E così dopo il tormentone Sessantotto, il 2019 è «Leonardo dappertutto». Da Torino a Milano, da Firenze a Vinci, da Venezia a Genova, da Prato a Roma, da Parma a Fabriano, senza contare le opere che se ne stanno tranquille nei loro musei di appartenenza. Mai si era vista una cosa simile, neppure per il Caravaggio adorato come una rockstar. Il vinciano, di cui il Vasari diceva «avendo uno intelletto tanto divino e maraviglioso, che essendo bonissimo giometra, non solo operò nella scultura e nell'architettura, ma la professione sua volse che fosse la pittura», ha subito negli ultimi decenni una trasformazione da artista totale (e per questo anticipatore della sensibilità contemporanea) a vera e propria icona pop. Dopo il mistero legato alla Gioconda, il volto segnato nell'autoritratto da vecchio, ci hanno pensato i thriller di Dan Brown e i successivi film a rimetterlo in cima alla classifica dei top five di ogni epoca. Ogni tanto viene fuori qualche nuova scoperta, qualche dubbia attribuzione, fino al clamore suscitato dal record d'asta per il Salvator Mundi, acquistato tra molte polemiche nel 2017 e che ora ha fatto perdere le tracce. Dove sarà finito? Il giallo continua.

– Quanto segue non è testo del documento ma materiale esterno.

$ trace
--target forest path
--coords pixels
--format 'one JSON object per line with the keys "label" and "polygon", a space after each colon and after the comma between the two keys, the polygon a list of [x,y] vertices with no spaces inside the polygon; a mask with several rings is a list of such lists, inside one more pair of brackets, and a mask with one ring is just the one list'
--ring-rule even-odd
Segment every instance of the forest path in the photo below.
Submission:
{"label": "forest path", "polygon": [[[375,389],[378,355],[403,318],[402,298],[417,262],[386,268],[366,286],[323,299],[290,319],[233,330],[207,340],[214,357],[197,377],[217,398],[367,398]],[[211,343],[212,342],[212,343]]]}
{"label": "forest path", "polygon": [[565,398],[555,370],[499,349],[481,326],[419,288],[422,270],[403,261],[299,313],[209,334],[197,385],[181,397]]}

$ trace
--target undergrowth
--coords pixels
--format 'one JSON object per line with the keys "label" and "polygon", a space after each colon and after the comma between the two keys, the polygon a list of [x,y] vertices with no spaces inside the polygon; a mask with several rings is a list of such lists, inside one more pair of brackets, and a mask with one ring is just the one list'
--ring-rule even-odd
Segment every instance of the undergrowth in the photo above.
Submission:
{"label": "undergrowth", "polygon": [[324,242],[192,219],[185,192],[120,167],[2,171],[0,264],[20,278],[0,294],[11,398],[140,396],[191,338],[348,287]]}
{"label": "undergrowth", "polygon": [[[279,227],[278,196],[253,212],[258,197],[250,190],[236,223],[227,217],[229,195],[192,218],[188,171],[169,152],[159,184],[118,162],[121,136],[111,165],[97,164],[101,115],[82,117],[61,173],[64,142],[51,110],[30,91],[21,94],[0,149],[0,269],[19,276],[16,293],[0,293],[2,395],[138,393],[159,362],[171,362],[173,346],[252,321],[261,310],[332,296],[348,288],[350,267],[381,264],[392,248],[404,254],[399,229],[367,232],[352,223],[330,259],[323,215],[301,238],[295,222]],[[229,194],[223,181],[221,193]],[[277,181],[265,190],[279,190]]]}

Se è pur vero che l'arte contemporanea è quella di cui si discute ancora indipendentemente da quando sia stata prodotta, allora Leonardo è super-contemporaneo, certo più di tanti che espongono in Biennale. E infatti le decine di mostre sparse in Italia lo confermano. A star dietro a tutte c'è il rischio di overdose. Solo a Milano, tra Palazzo Reale, Castello Sforzesco, Museo della Scienza e della Tecnologia, Museo del Novecento se ne contano una mezza dozzina. Tre sono a Firenze, agli Uffizi, Palazzo Strozzi, Palazzo Vecchio. Ai Musei Reali di Torino è in scena il Leonardo disegnatore con 13 lavori autografi tra cui l'Autoritratto e alcuni studi per la Battaglia di Anghiari. Si saluta il ritorno della Madonna Benois prima a Fabriano poi a Perugia, e chi non può contare sul reale si aggiusta col virtuale (già sperimentato e criticato per Caravaggio, gli Impressionisti e Van Gogh), perché a pensarci bene le opere si vedono anche meglio riprodotte in grande che non dal vivo.

Ci troviamo in presenza di un «Leonardo festival» itinerante e diffuso e fatichiamo a contarle tutte, le diverse iniziative, né ci sorprende di trovare qua e là qualcosa che non avevamo previsto, tipo la rilettura del vinciano da parte di qualche artista di oggi, a cominciare dalle videoinstallazioni di Studio Azzurro. Va a finire che per ammirare e capire la grandezza di un personaggio che non ha uguali toccherà ancora una volta andare a Parigi, pagare un biglietto carissimo e affrontare lo stress di file interminabili. Immagino già il casino di quando toccherà a Dante (nel 2021).

Tanto vale dirlo prima: fate una mostra, ma fatela bella e soprattutto una sola.